We see some additional fading that appears in Figure 6. If you flick between Figures 5 and 6 (after clicking for 100% view) you will notice that an extra set of fading patches appear in between the original fading patches. These extra fades are the manifestation of the phenomenon illustrated in Figure 2: the contrast drops to zero as the interpolation sample position approaches a fractional pixel offset of 0.5. The interesting thing about these additional fades is that they are not recoverable using sharpening --- once the contrast reaches zero, no amount of sharpening will be able to recover it.

A potential workaround

The aim of radial distortion correction is to remove the long range (or large scale) distortion, since the curving of supposedly straight lines (e.g., building walls) is only really visible once the distortion produces a shift of more than one pixel. Unfortunately we cannot simply ignore the fractional pixel shifts --- this would be equivalent to using nearest-neighbour interpolation, with its associated artifacts.

Perhaps we can cheat a little: what if we pushed out interpolation coordinates away from a fractional pixel shift of 0.5? Let x' be the real-valued x component of our interpolation coordinate obtained from the radial distortion correction model above. Further, let xf be the largest integer less than x' (the floor of x'). If x' - xf < 0.5, then let d = x' - xf. (We can deal with the d > 0.5 case by symmetry).

Now, if d > 0.375, we compress the value of d linearly such that 0.375 <= d' <= 0.425. We can obtain the new value of x', which we can call x", such that x" = xf + (x' - xf ) * 0.4 + 0.225. Looking back at Figure 3, we see that a fractional pixel shift of 0.425 seems to leave us with at least a little bit of contrast; this is where the magic numbers and thresholds were divined from.

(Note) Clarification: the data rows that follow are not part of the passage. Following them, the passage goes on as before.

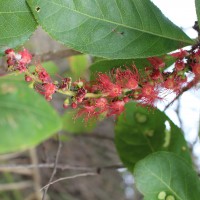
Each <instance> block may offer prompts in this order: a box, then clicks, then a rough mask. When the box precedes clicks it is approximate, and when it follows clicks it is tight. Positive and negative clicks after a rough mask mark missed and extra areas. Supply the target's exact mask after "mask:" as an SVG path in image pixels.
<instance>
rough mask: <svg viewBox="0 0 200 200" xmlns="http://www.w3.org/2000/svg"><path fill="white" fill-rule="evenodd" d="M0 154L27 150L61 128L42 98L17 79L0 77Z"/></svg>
mask: <svg viewBox="0 0 200 200" xmlns="http://www.w3.org/2000/svg"><path fill="white" fill-rule="evenodd" d="M0 110H1V112H0V130H1V135H0V153H7V152H12V151H20V150H24V149H27V148H31V147H33V146H35V145H37V144H38V143H40V142H42V141H43V140H45V139H47V138H48V137H50V136H51V135H53V134H55V133H56V132H57V131H59V130H60V129H61V125H62V124H61V120H60V118H59V117H58V115H57V113H56V112H55V110H54V109H53V108H52V107H51V106H50V105H49V103H47V102H46V101H45V100H44V98H43V97H42V96H40V95H39V94H37V93H36V92H34V90H32V89H30V88H28V85H27V84H26V83H24V81H22V80H20V78H18V77H17V78H16V79H15V77H13V76H12V77H9V76H5V77H1V78H0Z"/></svg>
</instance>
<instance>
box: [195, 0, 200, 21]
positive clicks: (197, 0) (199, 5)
mask: <svg viewBox="0 0 200 200" xmlns="http://www.w3.org/2000/svg"><path fill="white" fill-rule="evenodd" d="M195 7H196V13H197V19H198V22H200V0H195Z"/></svg>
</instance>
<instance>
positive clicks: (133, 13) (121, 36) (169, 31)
mask: <svg viewBox="0 0 200 200" xmlns="http://www.w3.org/2000/svg"><path fill="white" fill-rule="evenodd" d="M27 2H28V3H29V5H30V7H31V9H32V11H33V13H34V15H35V17H36V19H37V21H38V22H39V24H40V25H41V26H42V27H43V29H44V30H45V31H46V32H48V33H49V34H50V35H51V36H52V37H53V38H55V39H56V40H58V41H60V42H61V43H63V44H66V45H68V46H69V47H71V48H73V49H76V50H78V51H80V52H84V53H88V54H92V55H95V56H100V57H105V58H111V59H113V58H114V59H130V58H144V57H149V56H155V55H163V54H165V53H167V52H170V51H172V50H175V49H178V48H181V47H182V46H186V45H189V44H193V41H192V40H191V39H190V38H189V37H188V36H186V34H185V33H184V32H183V31H182V30H181V29H180V28H178V27H177V26H175V25H174V24H173V23H172V22H170V21H169V20H168V19H167V18H166V17H165V16H164V15H163V14H162V13H161V11H160V10H159V9H158V8H157V7H156V6H155V5H154V4H153V3H152V2H151V1H150V0H142V1H141V0H126V1H121V0H84V1H83V0H76V1H74V0H62V1H55V0H27ZM38 7H39V8H40V11H39V12H37V11H36V8H38ZM177 9H178V8H177Z"/></svg>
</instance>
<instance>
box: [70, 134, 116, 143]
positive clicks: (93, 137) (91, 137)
mask: <svg viewBox="0 0 200 200" xmlns="http://www.w3.org/2000/svg"><path fill="white" fill-rule="evenodd" d="M74 137H88V138H97V139H102V140H110V141H112V142H113V141H114V138H113V137H109V136H105V135H99V134H82V135H74Z"/></svg>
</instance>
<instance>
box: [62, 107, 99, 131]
mask: <svg viewBox="0 0 200 200" xmlns="http://www.w3.org/2000/svg"><path fill="white" fill-rule="evenodd" d="M76 112H77V111H76V110H70V111H67V112H65V114H64V115H63V116H62V122H63V130H65V131H67V132H69V133H73V134H81V133H90V132H92V131H93V130H94V128H95V126H96V123H95V121H94V122H92V121H89V122H87V124H86V122H84V119H83V117H79V118H77V119H76V120H75V119H74V117H75V115H76Z"/></svg>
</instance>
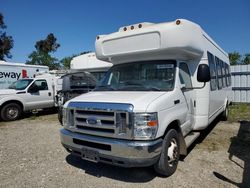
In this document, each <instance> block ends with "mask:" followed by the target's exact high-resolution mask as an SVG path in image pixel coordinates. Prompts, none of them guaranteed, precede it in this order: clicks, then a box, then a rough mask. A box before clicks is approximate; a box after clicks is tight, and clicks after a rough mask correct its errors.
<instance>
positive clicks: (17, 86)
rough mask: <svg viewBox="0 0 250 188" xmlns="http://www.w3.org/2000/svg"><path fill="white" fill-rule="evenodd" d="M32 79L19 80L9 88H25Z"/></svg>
mask: <svg viewBox="0 0 250 188" xmlns="http://www.w3.org/2000/svg"><path fill="white" fill-rule="evenodd" d="M32 81H33V79H22V80H17V81H15V82H13V83H12V84H11V85H10V86H9V89H15V90H24V89H25V88H26V87H27V86H28V85H29V84H30V83H31V82H32Z"/></svg>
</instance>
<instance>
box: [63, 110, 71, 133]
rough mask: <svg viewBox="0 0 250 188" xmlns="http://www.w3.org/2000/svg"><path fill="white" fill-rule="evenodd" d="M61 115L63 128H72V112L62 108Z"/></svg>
mask: <svg viewBox="0 0 250 188" xmlns="http://www.w3.org/2000/svg"><path fill="white" fill-rule="evenodd" d="M62 115H63V117H62V118H63V119H62V122H63V126H64V127H69V128H71V127H72V126H74V110H72V109H68V108H63V113H62Z"/></svg>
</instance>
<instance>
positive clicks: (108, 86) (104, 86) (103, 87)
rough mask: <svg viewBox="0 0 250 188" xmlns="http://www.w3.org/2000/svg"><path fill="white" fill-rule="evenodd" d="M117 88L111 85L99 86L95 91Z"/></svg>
mask: <svg viewBox="0 0 250 188" xmlns="http://www.w3.org/2000/svg"><path fill="white" fill-rule="evenodd" d="M115 90H116V89H115V88H113V87H112V86H109V85H101V86H97V87H96V88H95V89H94V91H115Z"/></svg>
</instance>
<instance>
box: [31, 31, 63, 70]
mask: <svg viewBox="0 0 250 188" xmlns="http://www.w3.org/2000/svg"><path fill="white" fill-rule="evenodd" d="M59 47H60V44H58V43H57V39H56V37H55V36H54V34H53V33H50V34H49V35H48V36H47V37H46V39H44V40H39V41H37V42H36V44H35V48H36V51H33V52H32V53H31V54H30V55H29V56H28V58H29V60H27V61H26V64H30V65H45V66H48V67H49V69H50V70H52V69H59V68H60V63H59V62H58V59H56V58H54V57H52V56H51V53H53V52H55V51H56V50H57V48H59Z"/></svg>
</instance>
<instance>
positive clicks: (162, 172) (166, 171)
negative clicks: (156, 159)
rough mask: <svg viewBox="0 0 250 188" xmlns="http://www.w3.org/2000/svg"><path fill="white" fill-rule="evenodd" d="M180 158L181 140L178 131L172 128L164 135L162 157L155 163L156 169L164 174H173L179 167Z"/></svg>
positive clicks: (166, 175)
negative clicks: (178, 136)
mask: <svg viewBox="0 0 250 188" xmlns="http://www.w3.org/2000/svg"><path fill="white" fill-rule="evenodd" d="M179 158H180V142H179V137H178V133H177V132H176V130H174V129H170V130H169V131H168V132H167V134H166V135H165V137H164V140H163V143H162V152H161V155H160V159H159V161H158V162H157V163H156V164H155V165H154V169H155V171H156V172H157V173H159V174H161V175H163V176H166V177H168V176H171V175H172V174H173V173H174V172H175V171H176V169H177V165H178V161H179Z"/></svg>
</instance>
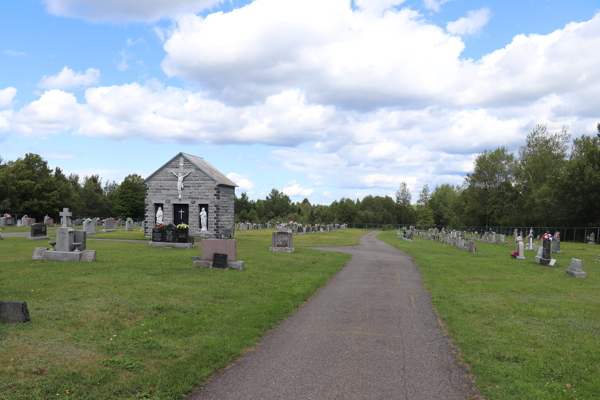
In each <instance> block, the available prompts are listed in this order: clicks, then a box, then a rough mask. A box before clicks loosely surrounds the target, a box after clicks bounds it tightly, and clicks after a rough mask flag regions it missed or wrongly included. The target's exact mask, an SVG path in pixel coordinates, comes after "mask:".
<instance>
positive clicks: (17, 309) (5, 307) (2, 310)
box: [0, 301, 31, 322]
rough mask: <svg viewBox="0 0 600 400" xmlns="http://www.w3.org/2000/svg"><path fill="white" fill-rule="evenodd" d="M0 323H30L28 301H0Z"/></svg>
mask: <svg viewBox="0 0 600 400" xmlns="http://www.w3.org/2000/svg"><path fill="white" fill-rule="evenodd" d="M0 321H4V322H29V321H31V320H30V319H29V310H28V309H27V302H26V301H0Z"/></svg>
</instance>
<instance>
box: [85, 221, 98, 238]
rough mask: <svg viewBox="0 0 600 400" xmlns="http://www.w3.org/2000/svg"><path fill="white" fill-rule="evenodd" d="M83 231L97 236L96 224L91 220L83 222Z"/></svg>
mask: <svg viewBox="0 0 600 400" xmlns="http://www.w3.org/2000/svg"><path fill="white" fill-rule="evenodd" d="M83 230H84V231H85V233H86V234H88V235H95V234H96V222H95V221H94V220H91V219H86V220H85V221H83Z"/></svg>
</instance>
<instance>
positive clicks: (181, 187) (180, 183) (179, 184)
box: [171, 156, 193, 199]
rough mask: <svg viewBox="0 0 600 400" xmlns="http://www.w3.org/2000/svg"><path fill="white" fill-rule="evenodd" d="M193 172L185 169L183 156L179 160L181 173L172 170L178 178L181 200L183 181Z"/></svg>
mask: <svg viewBox="0 0 600 400" xmlns="http://www.w3.org/2000/svg"><path fill="white" fill-rule="evenodd" d="M192 171H193V170H192V169H183V156H182V157H180V158H179V171H177V170H171V172H172V173H173V175H175V176H176V177H177V192H178V193H179V198H180V199H181V190H182V189H183V179H184V178H185V177H186V176H188V175H189V174H190V173H191V172H192Z"/></svg>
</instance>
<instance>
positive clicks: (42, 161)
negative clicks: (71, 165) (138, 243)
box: [0, 153, 144, 221]
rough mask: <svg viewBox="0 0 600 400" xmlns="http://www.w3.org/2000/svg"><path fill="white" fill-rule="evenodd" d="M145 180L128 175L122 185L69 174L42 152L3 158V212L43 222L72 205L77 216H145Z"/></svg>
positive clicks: (2, 191) (94, 176)
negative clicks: (52, 169)
mask: <svg viewBox="0 0 600 400" xmlns="http://www.w3.org/2000/svg"><path fill="white" fill-rule="evenodd" d="M143 182H144V180H143V179H142V177H141V176H139V175H136V174H132V175H129V176H127V177H126V178H125V179H124V180H123V182H122V183H121V184H118V183H116V182H114V181H113V182H109V181H107V182H105V183H104V185H103V184H102V178H101V177H100V176H99V175H92V176H84V177H83V179H80V177H79V175H77V174H69V175H68V176H66V175H65V174H64V173H63V172H62V170H61V169H60V168H58V167H56V168H55V169H54V170H52V169H50V168H49V167H48V163H47V162H46V161H44V160H43V159H42V158H41V157H40V156H39V155H37V154H31V153H28V154H26V155H25V157H24V158H22V159H21V158H19V159H17V160H16V161H8V162H5V160H3V159H2V158H1V157H0V212H1V213H9V214H11V215H23V214H27V215H28V216H29V217H32V218H36V219H37V220H38V221H40V220H41V219H42V218H43V217H44V216H45V215H49V216H54V217H55V218H56V217H57V216H58V213H59V211H61V210H62V209H63V208H64V207H68V208H69V210H70V211H71V212H72V213H73V216H85V217H121V218H143V217H144V184H143Z"/></svg>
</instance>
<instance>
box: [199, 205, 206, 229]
mask: <svg viewBox="0 0 600 400" xmlns="http://www.w3.org/2000/svg"><path fill="white" fill-rule="evenodd" d="M200 230H201V231H205V230H206V211H204V207H202V211H200Z"/></svg>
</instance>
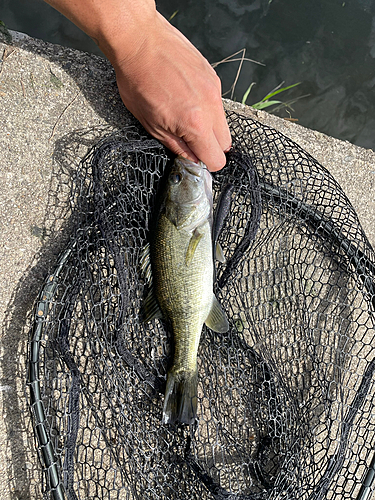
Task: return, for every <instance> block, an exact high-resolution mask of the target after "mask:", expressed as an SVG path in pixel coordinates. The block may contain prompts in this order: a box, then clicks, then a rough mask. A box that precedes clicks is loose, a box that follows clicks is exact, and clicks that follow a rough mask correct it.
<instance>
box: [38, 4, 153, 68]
mask: <svg viewBox="0 0 375 500" xmlns="http://www.w3.org/2000/svg"><path fill="white" fill-rule="evenodd" d="M45 1H46V2H47V3H49V4H50V5H51V6H52V7H54V8H55V9H56V10H58V11H59V12H61V13H62V14H63V15H64V16H65V17H67V18H68V19H70V20H71V21H72V22H73V23H74V24H75V25H76V26H78V27H79V28H80V29H81V30H82V31H84V32H85V33H86V34H87V35H89V36H90V37H91V38H92V39H93V40H94V41H95V43H97V45H98V46H99V48H100V49H101V50H102V52H103V53H104V54H105V55H106V56H107V57H108V59H109V60H110V61H111V62H112V64H114V65H116V64H118V63H119V61H120V60H123V59H124V58H126V56H127V55H128V56H129V57H133V56H134V55H135V53H136V52H137V51H138V49H139V47H140V46H141V45H142V43H143V41H144V38H145V37H146V36H147V32H148V31H151V29H152V27H153V26H154V24H155V16H156V6H155V2H154V0H45Z"/></svg>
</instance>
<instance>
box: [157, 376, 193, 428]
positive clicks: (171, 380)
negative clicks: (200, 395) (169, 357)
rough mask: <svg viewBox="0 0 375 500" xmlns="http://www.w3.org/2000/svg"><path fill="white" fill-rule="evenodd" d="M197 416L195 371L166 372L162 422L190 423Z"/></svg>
mask: <svg viewBox="0 0 375 500" xmlns="http://www.w3.org/2000/svg"><path fill="white" fill-rule="evenodd" d="M196 418H197V372H196V371H194V372H189V371H185V372H179V373H176V372H173V371H170V372H169V373H168V378H167V387H166V390H165V398H164V408H163V419H162V422H163V424H175V423H178V422H180V423H182V424H192V423H194V421H195V419H196Z"/></svg>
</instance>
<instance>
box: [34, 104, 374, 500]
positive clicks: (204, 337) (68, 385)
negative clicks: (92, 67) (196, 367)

Does this work? Well, Figure 7 shows the result of the above manipulation of the interpolation coordinates, followed by the same cubic interpolation method used in Figure 6.
Figure 7: The undistorted version of Figure 5. Resampling was performed using the modified interpolation coordinates followed by cubic interpolation. Rendered at 400% size with nearest-neighbour upscaling. (click for 100% view).
Careful squinting reveals that the additional fading patches observed in Figure 6 have been reduced noticeably. This looks promising. Of course, one might argue that I have just added some more aliasing to the image. Which might be the case.

Further testing will be necessary, especially on more natural looking scenes. I might be able to coax sufficient distortion from one of my lenses to perform some real-world experiments.

Further possibilities

Using the forced geometric error method proposed above, we can now extract at least some contrast at the frequencies near Nyquist. We also know what the fractional pixel shift was in both x and y, so we know what the worst-case loss-of-contrast would be. By combining these two bits of information we can sharpen the image adaptively, where the sharpening strength is adjusted according to the expected loss of contrast.

Stay tuned for part two, where I plan to investigate this further.

References

  1. Fitzgibbon, A.W.: Simultaneous linear estimation of multiple view geometry and lens distortion. In: Proc. IEEE International Conference on Computer Vision and Pattern Recognition, pp. 125–132 (2001).
  2. Thevenaz, P., Blu T. and Unser, M.: Interpolation revisited, IEEE Transactions on medical imaging, 19(7), pp. 39–758, 2000.